Students from around the globe seek out colleges and universities in the United States to continue their own personal educational opportunities. Why? One reason is that the U.S. has a wide array of schools that specialize in a variety of different educational topics. While most institutions offer the same core areas of study, there are some schools that are known as among the very best in the world in relation to studying medicine, others that are tops among law schools, still others that emphasize journalism, and so on. So by attending one of these schools you can earn a great foundation in all educational topics, but if there is one particular area in which you wish to emphasize so as to further your career prospects, you can do that as well.
For students who wish to build a long term life for themselves in the United States, attending school there is a great way to get that started. Attending university in the U.S. will allow a student to get firsthand experience with the language, culture, and customs to see if it is a good fit for them and to speed up the acclimation process. It can also be a great way to get a head start on becoming a permanent citizen and finding an employer.
All U.S. colleges and universities love to bring in international students from across the globe. It is in a school’s best interest to be able to show that they have a widely diverse pool of attendees, and that they attract the top academic available both in terms of students and professors.
In fact, in 2015 it was reported by NPR that there were 975,000 international students attending schools in the United States.
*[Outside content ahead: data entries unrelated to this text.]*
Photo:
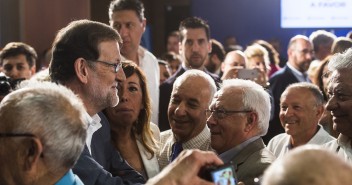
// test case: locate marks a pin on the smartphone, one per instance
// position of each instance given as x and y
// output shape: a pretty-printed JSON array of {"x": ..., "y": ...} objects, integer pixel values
[
  {"x": 224, "y": 175},
  {"x": 247, "y": 74}
]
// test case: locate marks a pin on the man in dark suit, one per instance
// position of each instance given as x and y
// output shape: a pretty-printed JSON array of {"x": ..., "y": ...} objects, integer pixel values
[
  {"x": 300, "y": 55},
  {"x": 236, "y": 125},
  {"x": 87, "y": 60},
  {"x": 194, "y": 48}
]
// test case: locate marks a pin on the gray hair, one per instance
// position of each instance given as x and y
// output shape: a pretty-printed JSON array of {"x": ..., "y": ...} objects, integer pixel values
[
  {"x": 341, "y": 61},
  {"x": 314, "y": 89},
  {"x": 308, "y": 165},
  {"x": 254, "y": 98},
  {"x": 51, "y": 112},
  {"x": 197, "y": 73}
]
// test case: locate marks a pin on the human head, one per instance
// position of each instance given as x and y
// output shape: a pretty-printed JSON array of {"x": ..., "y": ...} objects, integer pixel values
[
  {"x": 341, "y": 44},
  {"x": 195, "y": 45},
  {"x": 127, "y": 17},
  {"x": 173, "y": 59},
  {"x": 18, "y": 60},
  {"x": 300, "y": 53},
  {"x": 187, "y": 107},
  {"x": 53, "y": 119},
  {"x": 164, "y": 71},
  {"x": 272, "y": 53},
  {"x": 85, "y": 56},
  {"x": 233, "y": 58},
  {"x": 133, "y": 94},
  {"x": 216, "y": 56},
  {"x": 257, "y": 57},
  {"x": 322, "y": 41},
  {"x": 235, "y": 128},
  {"x": 321, "y": 76},
  {"x": 301, "y": 106},
  {"x": 173, "y": 42},
  {"x": 339, "y": 91},
  {"x": 308, "y": 165}
]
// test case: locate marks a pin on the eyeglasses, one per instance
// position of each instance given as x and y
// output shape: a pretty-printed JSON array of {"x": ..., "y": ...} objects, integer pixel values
[
  {"x": 306, "y": 51},
  {"x": 116, "y": 67},
  {"x": 221, "y": 113},
  {"x": 17, "y": 135}
]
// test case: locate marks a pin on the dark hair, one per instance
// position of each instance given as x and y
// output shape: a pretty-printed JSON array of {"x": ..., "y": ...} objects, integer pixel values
[
  {"x": 142, "y": 126},
  {"x": 193, "y": 23},
  {"x": 272, "y": 53},
  {"x": 13, "y": 49},
  {"x": 79, "y": 39},
  {"x": 217, "y": 49},
  {"x": 341, "y": 44},
  {"x": 135, "y": 5}
]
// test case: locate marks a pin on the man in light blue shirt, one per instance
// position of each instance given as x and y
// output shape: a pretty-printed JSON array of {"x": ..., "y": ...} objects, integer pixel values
[{"x": 42, "y": 134}]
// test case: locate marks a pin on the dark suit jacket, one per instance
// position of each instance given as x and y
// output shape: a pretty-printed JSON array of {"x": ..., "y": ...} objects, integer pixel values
[
  {"x": 251, "y": 161},
  {"x": 278, "y": 83},
  {"x": 105, "y": 166},
  {"x": 165, "y": 94}
]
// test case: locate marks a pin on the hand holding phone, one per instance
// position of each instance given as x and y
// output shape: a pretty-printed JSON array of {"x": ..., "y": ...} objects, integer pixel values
[{"x": 220, "y": 175}]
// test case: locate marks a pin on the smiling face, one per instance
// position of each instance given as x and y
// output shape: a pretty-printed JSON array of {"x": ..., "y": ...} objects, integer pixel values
[
  {"x": 195, "y": 47},
  {"x": 229, "y": 131},
  {"x": 300, "y": 55},
  {"x": 188, "y": 103},
  {"x": 299, "y": 114},
  {"x": 340, "y": 101},
  {"x": 130, "y": 105},
  {"x": 102, "y": 86}
]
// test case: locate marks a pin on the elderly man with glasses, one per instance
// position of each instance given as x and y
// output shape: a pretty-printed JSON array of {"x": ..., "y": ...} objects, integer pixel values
[
  {"x": 42, "y": 134},
  {"x": 237, "y": 118}
]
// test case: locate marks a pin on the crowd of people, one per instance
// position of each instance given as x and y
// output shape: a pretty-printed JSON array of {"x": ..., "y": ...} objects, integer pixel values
[{"x": 106, "y": 111}]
That’s not only a big number, but a fast-rising one as well, as it’s up 10%. If you would like to add yourself to the list, one of the first questions you will need to investigate is how your application to a school in the U.S. will be evaluated.
One important caveat that must be discussed when diving into this topic is that because of the new Presidential regime in the United States, there is much concern about the future of immigration in the country. Because of this, standards around how immigrants are evaluated, even for something temporary as schooling, may change at any point.
Aside from how visitors to the country are evaluated in general, one important consideration for your U.S. college application will be what entrance exams you have taken and how you performed on them. There are two main entrance exams required by universities – the SAT and the ACT. These tests are designed to assess your readiness for university based on a variety of educational competencies. Each school has its own minimum score needed to earn acceptance, so you will need to contact the specific schools you are interested in attending or look on their web sites, as this information is easily found there. Knowing which to take could be confusing, so you can consult this helpful guide from The Princeton Review.
Another consideration that will be important is what type of school you are applying to. Are you applying to an undergraduate program or a graduate program? Graduate programs will be more stringent in their acceptance as they take in fewer students per year since the teaching is focused on a very specific course of study that requires more intensive and intimate teaching.
You may also need letters of recommendation from existing educators, employers, or other trustworthy figures who can vouch for your intellect, work ethic, and character. How many letters of recommendation and from whom will vary by school, as will most other admission requirements.
One final area to think of in reviewing college applications to the United States is your Visa status or the status of your passport. Schools will want to make sure you are eligible to legally attend and there will be no chance of you being deported. For more information on obtaining a Visa or passport as a student, you can read here
Again, each school will differ somewhat in their exact requirements, but the basics of having your application evaluated include taking and scoring well on an entrance exam, obtaining letter of recommendation, knowing which type of school you want to attend, and having your travel documents in order. Aligning those components with the requirements of your desired United States-based college or university is the critical first step to gaining admission.